Les tâches à effectuer ne nécessitent ni réactivité accrue ni échanges réguliers avec différents services de l’entreprise.
Critères d’éligibilité liés au salarié :
Le salarié doit être titulaire d’un contrat de travail à durée indéterminée ou déterminée,
Le Salarié doit justifier d’une ancienneté minimale de trois mois au sein de l’UES ;
Le Salarié doit disposer d’une autonomie suffisante pour organiser son travail à distance sans soutien managérial rapproché ;
Le salarié doit disposer, à son domicile, d’un espace de travail présentant des conditions de travail propices au travail, c’est-à-dire :
Un lieu équipé d’une connexion internet ADSL ou haut débit (fibre/câble) permettant un flux entrant de 4MB/seconde et un flux sortant de 2MB/seconde, et une latence inférieure à 60. A cet effet, le salarié souhaitant être en télétravail devra préalablement tester la qualité de sa connexion et en justifier auprès de l’entreprise.
Pour les travaux nécessitant plus de débit (exemple PAO) le salarié devra disposer d’un flux suffisant pour travailler normalement.
Un lieu exempt de toute distraction pendant la période de travail.
Les Parties conviennent par ailleurs que si le nombre de candidatures au sein d’une même équipe est trop important au regard des exigences de fonctionnement et que celui-ci s’avère incompatible avec la bonne organisation de l’équipe concernée, l’ordre de priorité suivant sera appliqué :
salariés dont l’état de santé nécessite un aménagement des conditions de travail sur avis du médecin du travail ;
temps de trajet domicile-lieu de travail par ordre décroissant ;
ancienneté des salariés candidats par ordre décroissant.

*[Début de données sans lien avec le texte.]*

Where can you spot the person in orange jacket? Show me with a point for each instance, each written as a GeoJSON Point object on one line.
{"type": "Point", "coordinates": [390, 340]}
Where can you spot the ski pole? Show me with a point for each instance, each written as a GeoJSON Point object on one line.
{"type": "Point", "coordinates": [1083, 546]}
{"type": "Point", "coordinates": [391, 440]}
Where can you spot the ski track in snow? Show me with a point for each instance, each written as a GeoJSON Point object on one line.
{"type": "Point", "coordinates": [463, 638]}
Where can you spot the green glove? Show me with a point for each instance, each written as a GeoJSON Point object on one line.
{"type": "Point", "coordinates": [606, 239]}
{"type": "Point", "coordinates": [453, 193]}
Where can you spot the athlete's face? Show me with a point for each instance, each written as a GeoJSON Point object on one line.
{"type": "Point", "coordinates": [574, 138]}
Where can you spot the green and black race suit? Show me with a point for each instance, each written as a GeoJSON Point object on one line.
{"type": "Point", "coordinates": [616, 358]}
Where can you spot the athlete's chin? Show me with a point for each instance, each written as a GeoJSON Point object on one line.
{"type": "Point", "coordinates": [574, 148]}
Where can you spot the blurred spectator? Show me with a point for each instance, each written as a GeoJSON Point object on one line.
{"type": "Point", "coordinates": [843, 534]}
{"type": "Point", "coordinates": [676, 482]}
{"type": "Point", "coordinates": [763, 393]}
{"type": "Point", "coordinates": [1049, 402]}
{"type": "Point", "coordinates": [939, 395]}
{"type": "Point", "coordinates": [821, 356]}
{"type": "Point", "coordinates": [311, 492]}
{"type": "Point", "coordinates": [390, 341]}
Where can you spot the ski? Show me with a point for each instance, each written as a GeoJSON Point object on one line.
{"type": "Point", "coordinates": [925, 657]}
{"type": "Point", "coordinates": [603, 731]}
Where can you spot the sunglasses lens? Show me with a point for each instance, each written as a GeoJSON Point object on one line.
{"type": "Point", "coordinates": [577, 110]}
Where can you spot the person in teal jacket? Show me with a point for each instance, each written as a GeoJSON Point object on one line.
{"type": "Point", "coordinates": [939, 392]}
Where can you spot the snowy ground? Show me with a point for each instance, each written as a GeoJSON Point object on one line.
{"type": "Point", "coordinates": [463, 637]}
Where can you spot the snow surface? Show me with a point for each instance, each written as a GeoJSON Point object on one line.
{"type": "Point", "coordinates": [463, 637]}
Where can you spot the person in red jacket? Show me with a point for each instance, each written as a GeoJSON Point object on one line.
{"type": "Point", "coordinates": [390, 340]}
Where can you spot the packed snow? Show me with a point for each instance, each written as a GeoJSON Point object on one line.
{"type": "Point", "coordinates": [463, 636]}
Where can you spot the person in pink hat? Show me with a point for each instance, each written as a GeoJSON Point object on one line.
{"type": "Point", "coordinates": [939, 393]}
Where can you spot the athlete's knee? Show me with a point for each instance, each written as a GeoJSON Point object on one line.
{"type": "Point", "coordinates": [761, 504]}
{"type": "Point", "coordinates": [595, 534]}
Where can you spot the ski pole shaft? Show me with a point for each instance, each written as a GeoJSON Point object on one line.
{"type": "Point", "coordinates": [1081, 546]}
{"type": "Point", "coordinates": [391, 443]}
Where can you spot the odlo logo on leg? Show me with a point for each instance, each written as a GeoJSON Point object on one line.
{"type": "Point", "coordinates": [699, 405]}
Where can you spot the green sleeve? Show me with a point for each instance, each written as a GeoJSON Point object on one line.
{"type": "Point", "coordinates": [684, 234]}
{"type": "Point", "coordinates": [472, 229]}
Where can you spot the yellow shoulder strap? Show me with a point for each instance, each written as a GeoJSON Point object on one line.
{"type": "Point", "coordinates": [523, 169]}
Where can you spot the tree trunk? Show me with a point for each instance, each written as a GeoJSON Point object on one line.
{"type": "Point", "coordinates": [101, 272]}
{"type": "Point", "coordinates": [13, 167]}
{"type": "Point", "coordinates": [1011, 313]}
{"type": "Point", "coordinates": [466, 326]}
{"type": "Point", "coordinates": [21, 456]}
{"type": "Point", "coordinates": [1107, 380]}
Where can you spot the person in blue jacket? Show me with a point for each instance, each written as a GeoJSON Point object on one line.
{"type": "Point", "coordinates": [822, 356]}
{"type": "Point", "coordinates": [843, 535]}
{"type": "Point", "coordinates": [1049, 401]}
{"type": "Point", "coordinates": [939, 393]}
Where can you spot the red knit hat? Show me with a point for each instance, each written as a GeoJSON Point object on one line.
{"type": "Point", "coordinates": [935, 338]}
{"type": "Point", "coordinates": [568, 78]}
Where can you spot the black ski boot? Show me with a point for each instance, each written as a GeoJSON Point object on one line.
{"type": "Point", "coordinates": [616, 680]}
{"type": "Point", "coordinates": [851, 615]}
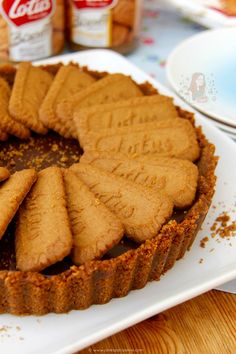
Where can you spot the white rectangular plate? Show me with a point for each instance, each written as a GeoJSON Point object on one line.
{"type": "Point", "coordinates": [205, 12]}
{"type": "Point", "coordinates": [61, 334]}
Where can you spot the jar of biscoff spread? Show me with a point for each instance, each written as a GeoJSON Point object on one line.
{"type": "Point", "coordinates": [111, 24]}
{"type": "Point", "coordinates": [31, 29]}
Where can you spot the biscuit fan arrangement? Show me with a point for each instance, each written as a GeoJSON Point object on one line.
{"type": "Point", "coordinates": [118, 209]}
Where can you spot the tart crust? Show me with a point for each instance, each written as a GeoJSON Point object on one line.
{"type": "Point", "coordinates": [97, 282]}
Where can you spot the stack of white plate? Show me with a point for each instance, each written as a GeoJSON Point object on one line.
{"type": "Point", "coordinates": [202, 70]}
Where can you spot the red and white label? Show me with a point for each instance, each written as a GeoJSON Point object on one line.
{"type": "Point", "coordinates": [93, 4]}
{"type": "Point", "coordinates": [30, 28]}
{"type": "Point", "coordinates": [91, 22]}
{"type": "Point", "coordinates": [21, 12]}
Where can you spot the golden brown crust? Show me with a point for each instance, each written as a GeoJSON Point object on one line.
{"type": "Point", "coordinates": [7, 123]}
{"type": "Point", "coordinates": [68, 81]}
{"type": "Point", "coordinates": [94, 228]}
{"type": "Point", "coordinates": [100, 281]}
{"type": "Point", "coordinates": [30, 87]}
{"type": "Point", "coordinates": [43, 235]}
{"type": "Point", "coordinates": [172, 137]}
{"type": "Point", "coordinates": [126, 113]}
{"type": "Point", "coordinates": [3, 136]}
{"type": "Point", "coordinates": [12, 194]}
{"type": "Point", "coordinates": [4, 174]}
{"type": "Point", "coordinates": [111, 88]}
{"type": "Point", "coordinates": [141, 210]}
{"type": "Point", "coordinates": [178, 178]}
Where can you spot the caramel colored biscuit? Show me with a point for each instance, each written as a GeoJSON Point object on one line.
{"type": "Point", "coordinates": [141, 210]}
{"type": "Point", "coordinates": [3, 136]}
{"type": "Point", "coordinates": [172, 137]}
{"type": "Point", "coordinates": [7, 123]}
{"type": "Point", "coordinates": [126, 113]}
{"type": "Point", "coordinates": [43, 235]}
{"type": "Point", "coordinates": [178, 178]}
{"type": "Point", "coordinates": [68, 80]}
{"type": "Point", "coordinates": [30, 87]}
{"type": "Point", "coordinates": [120, 34]}
{"type": "Point", "coordinates": [4, 174]}
{"type": "Point", "coordinates": [111, 88]}
{"type": "Point", "coordinates": [94, 228]}
{"type": "Point", "coordinates": [124, 12]}
{"type": "Point", "coordinates": [12, 194]}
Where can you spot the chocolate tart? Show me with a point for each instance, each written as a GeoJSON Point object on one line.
{"type": "Point", "coordinates": [128, 266]}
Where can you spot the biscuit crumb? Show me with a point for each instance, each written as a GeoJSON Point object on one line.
{"type": "Point", "coordinates": [204, 241]}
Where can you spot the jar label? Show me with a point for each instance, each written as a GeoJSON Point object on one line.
{"type": "Point", "coordinates": [29, 28]}
{"type": "Point", "coordinates": [91, 22]}
{"type": "Point", "coordinates": [91, 4]}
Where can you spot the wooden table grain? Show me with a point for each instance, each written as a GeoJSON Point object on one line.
{"type": "Point", "coordinates": [203, 325]}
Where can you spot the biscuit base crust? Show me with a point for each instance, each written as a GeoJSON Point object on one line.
{"type": "Point", "coordinates": [97, 282]}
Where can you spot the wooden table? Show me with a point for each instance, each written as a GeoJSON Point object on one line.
{"type": "Point", "coordinates": [204, 325]}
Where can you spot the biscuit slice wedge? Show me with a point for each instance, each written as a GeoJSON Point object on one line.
{"type": "Point", "coordinates": [7, 123]}
{"type": "Point", "coordinates": [12, 194]}
{"type": "Point", "coordinates": [126, 113]}
{"type": "Point", "coordinates": [178, 178]}
{"type": "Point", "coordinates": [68, 81]}
{"type": "Point", "coordinates": [172, 137]}
{"type": "Point", "coordinates": [111, 88]}
{"type": "Point", "coordinates": [43, 236]}
{"type": "Point", "coordinates": [29, 89]}
{"type": "Point", "coordinates": [3, 136]}
{"type": "Point", "coordinates": [4, 174]}
{"type": "Point", "coordinates": [94, 227]}
{"type": "Point", "coordinates": [141, 210]}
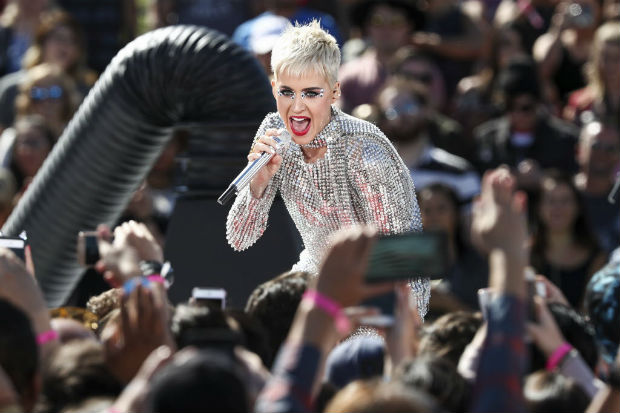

Article 3 : Accès facilité au télétravail pour certaines catégories de salariés
Les catégories spécifiques de salariés visées au présent article bénéficient d’un accès facilité au télétravail. Une étude spécifique des conditions de leur éligibilité au télétravail sera réalisée.
3.1 Femmes enceintes
Afin de diminuer le temps passé dans les transports et en vue de de favoriser un meilleur équilibre entre vie professionnelle et vie personnelle, la salariée enceinte bénéficie d’un accès facilité au télétravail à compter de son 5e mois de grossesse.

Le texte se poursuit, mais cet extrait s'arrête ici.